Я не могла даже представить себе такое. Мысль уехать так далеко казалась мне совершенно недопустимой, едва ли не кощунственной. Я ещё стою в самом начале своего одинокого пути в изгнании, чуть ли не заново учусь жить. Стараюсь изо всех сил сохранить волю и вкус к жизни. Но мысль уехать куда-то далеко, ещё дальше, чем теперь от моих мертвых, кажется мне святотатством. Биарриц - здесь я со своими близкими друзьями Арростеги, они хорошо знали, любили мою семью. Лейтенант и отец Эусебио убедили меня покинуть страну, но цепочка не порвалась, мои близкие по-прежнему со мной, здесь, рядом.
Я часто представляю их счастливыми и живыми. Тксомина ещё почти мальчика, на пляже, в давильне. Тксомина - мужчину, в моей комнате, обнимающего меня, засыпающего рядом со мной всего за час до бомбежки. Орчи, моего нежного маленького мальчика, рукой касающегося моей щеки, слышу его голос: "Мамочка, я здесь". Кармела, гордая, величественная, танцующая арагонскую хоту на воскресном балу. Наша мама, бодрая, веселая, несет с огорода корзинку бобов на гарнир, она ведь собирается приготовить жареного барашка в это пасхальное воскресенье. Айнара, моя бедная, добрая Айнара, моя преданная Айнара стоит у моей постели ночью рядом со мной. Я кричу от боли... рожаю... Слышу её счастливый голос: "Мальчик!" Здесь я чувствовала себя с ними со всеми рядом, не утратила с ними связи. Чувствовала внутреннюю силу, помогающую мне увидеть их, разговаривать с ними живыми. Я абсолютно уверена, будь я где-нибудь далеко, я бы эту способность утратила... Та совсем другая, отличная жизнь помешала бы моей душе в её упорной работе ... помешала бы, помешала бы их воскресению!
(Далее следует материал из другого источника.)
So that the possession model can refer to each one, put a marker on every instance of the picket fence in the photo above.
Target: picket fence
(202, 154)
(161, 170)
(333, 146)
Бывает и так, что сколько бы я ни старалась, вижу только их безжизненные лица с открытыми глазами, лежащие на груде камней их мертвые тела. Эта картина представляется мне такой яркой, осязаемой... Я ложусь с ними рядом. Тишина бессонной ночи теряется в тишине вечности, их вечности. У них нет лица, нет тела, они бестелесны.
Прячу голову в подушку, мое тело, мой разум, все мое существо в смятении. Пытаюсь укрыться, cпрятаться, наконец, просто хочу заснуть, пусть сон спасет меня, успокоит мою душу. Порой мне это удается. Далекое гулкое эхо от звона колоколов над Герникой становится все громче, все раскатистее, будит меня. Странно, но, едва очнувшись после столь мрачных печальных видений, я просыпаюсь удивительно умиротворенной. Боль утраты утихает, я будто вернулась из долгого путешествия в вечность, будто бы действительно побывала на том свете и там отдохнула.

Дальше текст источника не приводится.